A ação tem o objetivo de assegurar o direito à saúde dos presos e reduzir o índice de mortalidade registados nos últimos anos no sistema carcerário fluminense. O último concurso para seleção de profissionais de saúde para atender a população carcerária aconteceu em 1998. De acordo com levantamento da Defensoria Pública, naquele ano foram registrados 26 óbitos, em razão de doença, de pessoas presas. Esse número saltou para 266, em 2017. No ano passado, um total de 229 presos faleceram por motivo de doença.
Embora a população carcerária também tenha crescido, passando de 9 mil para 51 mil nos últimos 20 anos, o coordenador do Núcleo do Sistema Penitenciário (Nuspen) da DPRJ, Marlon Barcellos, observa que o número de mortes cresceu de forma desproporcional ao aumento do número de pessoas presas. “Além disso, há pesquisas que indicam que a faixa etária alvo das mortes é de pessoas com menos de 40 anos, vítimas de doenças que aqui fora não matam pessoas da mesma idade”, contou Barcellos.
Mortes
As principais causas de morte de pessoas presas, apontadas por levantamentos já realizados pela instituição, são as doenças decorrentes de infecções pulmonares, como pneumonia e tuberculose; e também diabetes e hipertensão.

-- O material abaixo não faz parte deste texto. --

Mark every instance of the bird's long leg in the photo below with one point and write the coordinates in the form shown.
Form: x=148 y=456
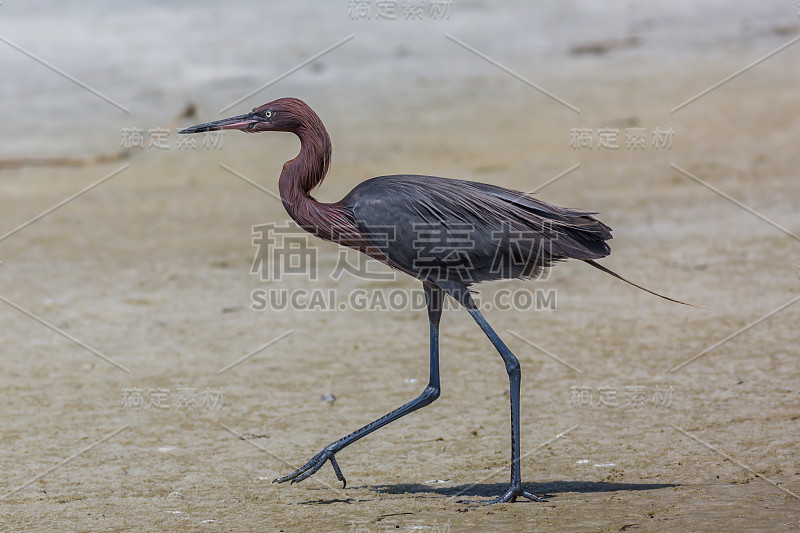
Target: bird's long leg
x=434 y=298
x=514 y=377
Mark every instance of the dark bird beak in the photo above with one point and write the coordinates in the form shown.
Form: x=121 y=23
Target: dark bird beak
x=242 y=122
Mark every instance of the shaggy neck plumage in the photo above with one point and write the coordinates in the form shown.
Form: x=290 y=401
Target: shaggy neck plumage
x=305 y=172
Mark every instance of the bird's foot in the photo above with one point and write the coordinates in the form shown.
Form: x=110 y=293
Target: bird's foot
x=510 y=496
x=314 y=464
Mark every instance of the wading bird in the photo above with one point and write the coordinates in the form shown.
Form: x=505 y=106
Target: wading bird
x=448 y=233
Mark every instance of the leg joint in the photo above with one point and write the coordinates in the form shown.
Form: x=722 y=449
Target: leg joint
x=512 y=365
x=430 y=393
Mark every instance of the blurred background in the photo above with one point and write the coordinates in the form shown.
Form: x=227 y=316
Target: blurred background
x=140 y=252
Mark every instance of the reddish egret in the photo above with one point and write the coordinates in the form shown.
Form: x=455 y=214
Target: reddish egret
x=449 y=234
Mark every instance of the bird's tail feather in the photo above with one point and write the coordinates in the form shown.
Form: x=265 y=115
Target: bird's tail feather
x=608 y=271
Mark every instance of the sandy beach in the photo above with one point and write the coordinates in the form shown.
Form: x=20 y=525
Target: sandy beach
x=142 y=389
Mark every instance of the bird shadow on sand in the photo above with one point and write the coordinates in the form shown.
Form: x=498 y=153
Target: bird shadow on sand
x=544 y=490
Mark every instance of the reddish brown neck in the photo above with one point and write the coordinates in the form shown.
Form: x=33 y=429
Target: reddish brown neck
x=302 y=174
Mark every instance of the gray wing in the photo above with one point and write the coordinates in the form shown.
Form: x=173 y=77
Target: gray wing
x=441 y=229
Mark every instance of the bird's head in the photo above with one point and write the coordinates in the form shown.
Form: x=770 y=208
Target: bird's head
x=283 y=114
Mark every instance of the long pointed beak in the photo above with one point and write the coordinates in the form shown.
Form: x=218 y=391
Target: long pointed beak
x=241 y=122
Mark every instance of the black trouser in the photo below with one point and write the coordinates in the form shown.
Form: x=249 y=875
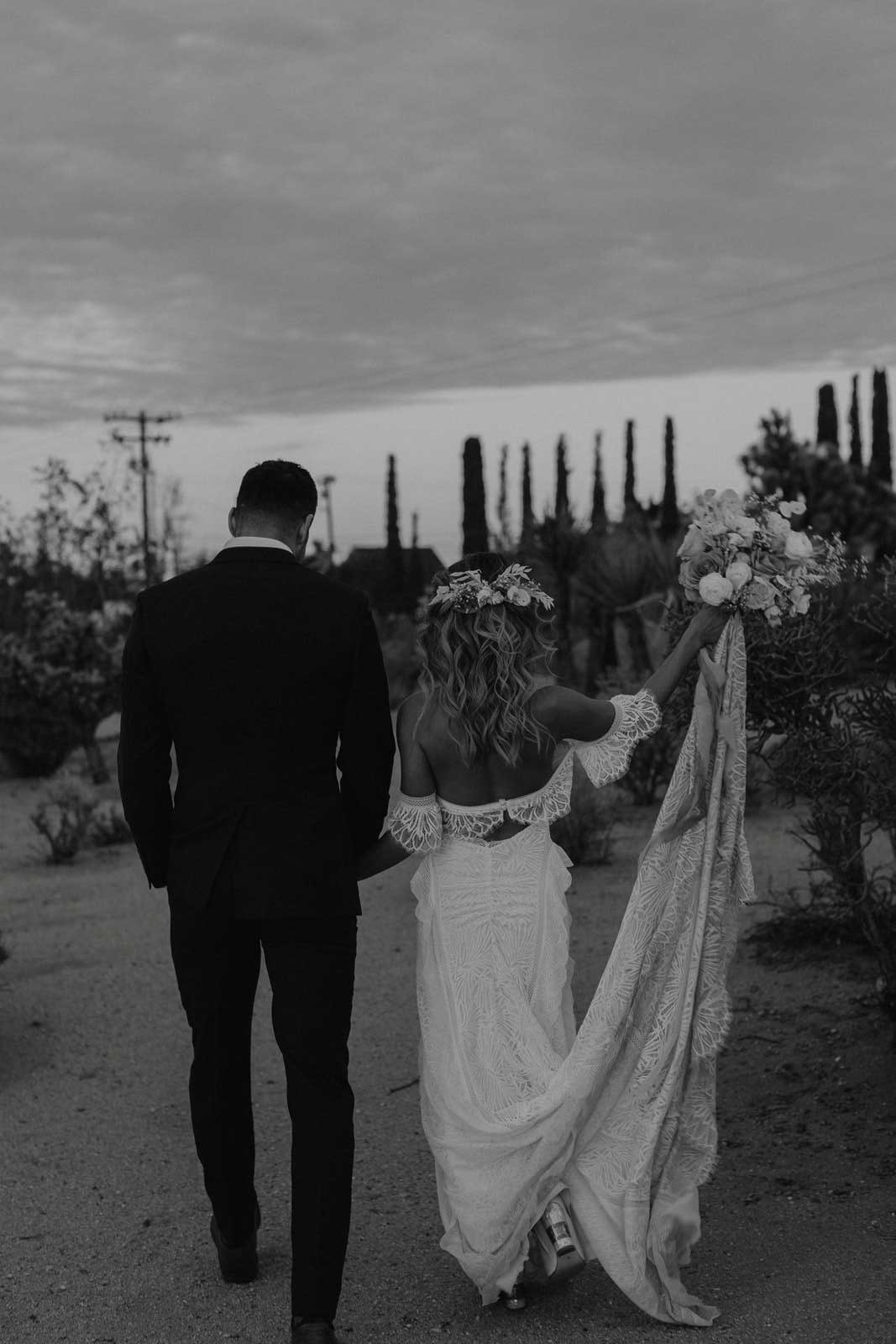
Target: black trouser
x=311 y=964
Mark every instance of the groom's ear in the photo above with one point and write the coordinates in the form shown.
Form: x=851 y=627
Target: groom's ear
x=302 y=534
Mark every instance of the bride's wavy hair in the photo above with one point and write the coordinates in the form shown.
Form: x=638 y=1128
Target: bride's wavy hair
x=479 y=667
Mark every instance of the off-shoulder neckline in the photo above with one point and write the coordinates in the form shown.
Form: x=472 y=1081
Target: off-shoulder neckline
x=501 y=804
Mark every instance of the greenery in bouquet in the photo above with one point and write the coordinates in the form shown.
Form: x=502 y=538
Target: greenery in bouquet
x=746 y=554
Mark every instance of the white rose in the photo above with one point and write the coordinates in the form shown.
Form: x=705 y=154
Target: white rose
x=778 y=530
x=716 y=589
x=799 y=546
x=738 y=575
x=746 y=526
x=792 y=508
x=694 y=543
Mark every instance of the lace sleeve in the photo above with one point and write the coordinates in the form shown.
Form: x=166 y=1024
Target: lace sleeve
x=637 y=717
x=417 y=823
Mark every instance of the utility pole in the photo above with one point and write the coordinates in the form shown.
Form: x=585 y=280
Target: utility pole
x=325 y=481
x=141 y=440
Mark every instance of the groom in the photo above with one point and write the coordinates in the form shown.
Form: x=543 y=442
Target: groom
x=266 y=676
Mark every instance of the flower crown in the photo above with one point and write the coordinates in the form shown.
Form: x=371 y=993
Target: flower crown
x=469 y=591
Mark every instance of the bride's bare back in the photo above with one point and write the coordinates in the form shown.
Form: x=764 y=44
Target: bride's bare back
x=432 y=761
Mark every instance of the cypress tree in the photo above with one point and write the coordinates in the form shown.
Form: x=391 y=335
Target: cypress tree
x=629 y=501
x=394 y=557
x=527 y=512
x=476 y=528
x=855 y=428
x=414 y=568
x=562 y=492
x=669 y=521
x=880 y=464
x=828 y=421
x=504 y=531
x=598 y=495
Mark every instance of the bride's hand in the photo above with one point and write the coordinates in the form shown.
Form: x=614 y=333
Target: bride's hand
x=707 y=625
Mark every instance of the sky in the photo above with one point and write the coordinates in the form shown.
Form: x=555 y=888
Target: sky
x=336 y=230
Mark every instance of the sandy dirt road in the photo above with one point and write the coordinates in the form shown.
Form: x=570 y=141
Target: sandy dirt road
x=103 y=1226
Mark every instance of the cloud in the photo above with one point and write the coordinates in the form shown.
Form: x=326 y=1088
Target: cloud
x=269 y=208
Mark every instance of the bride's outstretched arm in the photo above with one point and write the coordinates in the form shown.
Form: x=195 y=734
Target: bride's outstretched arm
x=571 y=716
x=705 y=629
x=416 y=815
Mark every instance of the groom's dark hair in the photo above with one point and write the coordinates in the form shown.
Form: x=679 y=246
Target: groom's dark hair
x=277 y=490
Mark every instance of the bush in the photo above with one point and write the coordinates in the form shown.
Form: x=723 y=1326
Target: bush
x=60 y=678
x=35 y=743
x=107 y=826
x=586 y=832
x=836 y=748
x=63 y=816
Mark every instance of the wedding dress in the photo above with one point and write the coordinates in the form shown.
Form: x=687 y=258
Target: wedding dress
x=517 y=1106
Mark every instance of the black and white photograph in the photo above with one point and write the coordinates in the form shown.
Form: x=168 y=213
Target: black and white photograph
x=448 y=671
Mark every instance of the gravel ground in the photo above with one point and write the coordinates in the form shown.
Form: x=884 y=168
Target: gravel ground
x=105 y=1226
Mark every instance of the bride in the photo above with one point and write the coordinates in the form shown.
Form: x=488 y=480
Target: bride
x=555 y=1147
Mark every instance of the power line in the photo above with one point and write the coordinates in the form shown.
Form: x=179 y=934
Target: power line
x=141 y=440
x=512 y=349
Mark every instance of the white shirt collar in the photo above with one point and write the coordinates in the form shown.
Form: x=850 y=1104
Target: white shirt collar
x=255 y=541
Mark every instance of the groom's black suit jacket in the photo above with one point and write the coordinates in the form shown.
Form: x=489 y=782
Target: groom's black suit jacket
x=266 y=676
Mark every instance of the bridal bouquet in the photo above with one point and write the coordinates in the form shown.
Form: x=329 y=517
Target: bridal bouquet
x=747 y=555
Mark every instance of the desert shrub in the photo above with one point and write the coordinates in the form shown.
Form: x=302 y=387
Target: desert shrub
x=586 y=832
x=107 y=826
x=60 y=678
x=832 y=734
x=63 y=816
x=652 y=764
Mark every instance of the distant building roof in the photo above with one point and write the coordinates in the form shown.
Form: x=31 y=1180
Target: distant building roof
x=364 y=568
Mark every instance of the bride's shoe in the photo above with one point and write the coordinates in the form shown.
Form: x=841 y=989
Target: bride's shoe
x=515 y=1301
x=559 y=1247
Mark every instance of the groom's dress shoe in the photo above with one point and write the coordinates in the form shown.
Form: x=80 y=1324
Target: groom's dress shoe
x=315 y=1332
x=238 y=1263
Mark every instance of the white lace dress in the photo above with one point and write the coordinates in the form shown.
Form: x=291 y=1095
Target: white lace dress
x=516 y=1104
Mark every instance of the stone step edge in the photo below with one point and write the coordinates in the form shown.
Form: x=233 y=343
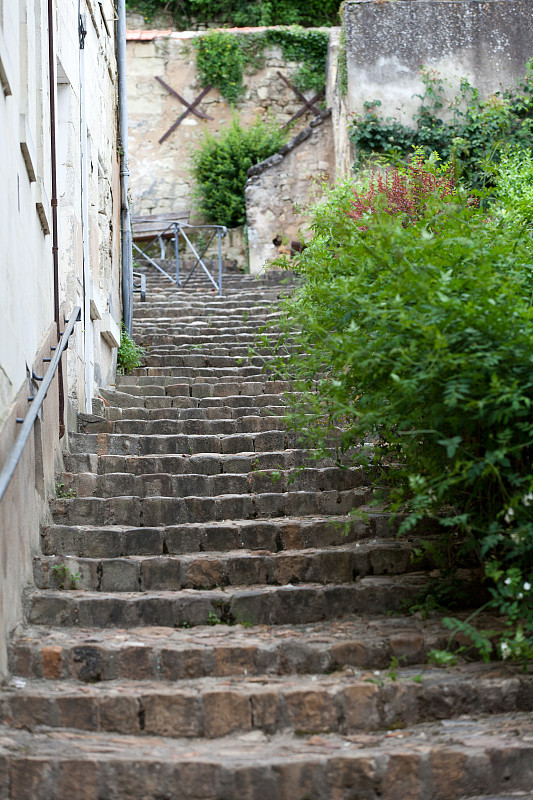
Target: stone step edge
x=91 y=654
x=215 y=707
x=430 y=760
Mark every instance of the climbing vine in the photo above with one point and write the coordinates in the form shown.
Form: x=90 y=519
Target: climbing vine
x=473 y=135
x=191 y=13
x=222 y=58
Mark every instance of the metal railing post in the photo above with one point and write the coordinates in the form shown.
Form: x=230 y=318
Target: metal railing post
x=177 y=253
x=219 y=233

Para Barcellos, a decisão que obriga a realização de concurso para a área de saúde da SEAP vai impactar positivamente a prestação de assistência de saúde nos presídios do Rio.
“A decisão ajuda a garantir que tratamentos de saúde sejam realizados de forma mais efetiva no sistema penitenciário fluminense e, para isso, é importante que haja pessoal capacitado para prestar atendimento médico de forma eficaz, regular e continuada”, afirma.
A decisão evita que o Estado realize novo processo seletivo simplificado para contratação de profissionais por prazo determinado, como ocorreu nos anos de 2007 e 2013, e que se repetiria com a aprovação do Decreto nº24/18 e a instauração de processo administrativo para conduzir nova seleção simplificada. Com base na previsão constitucional de realização de concurso, a decisão judicial determina que este último procedimento de contratação temporária seja substituído por concurso público.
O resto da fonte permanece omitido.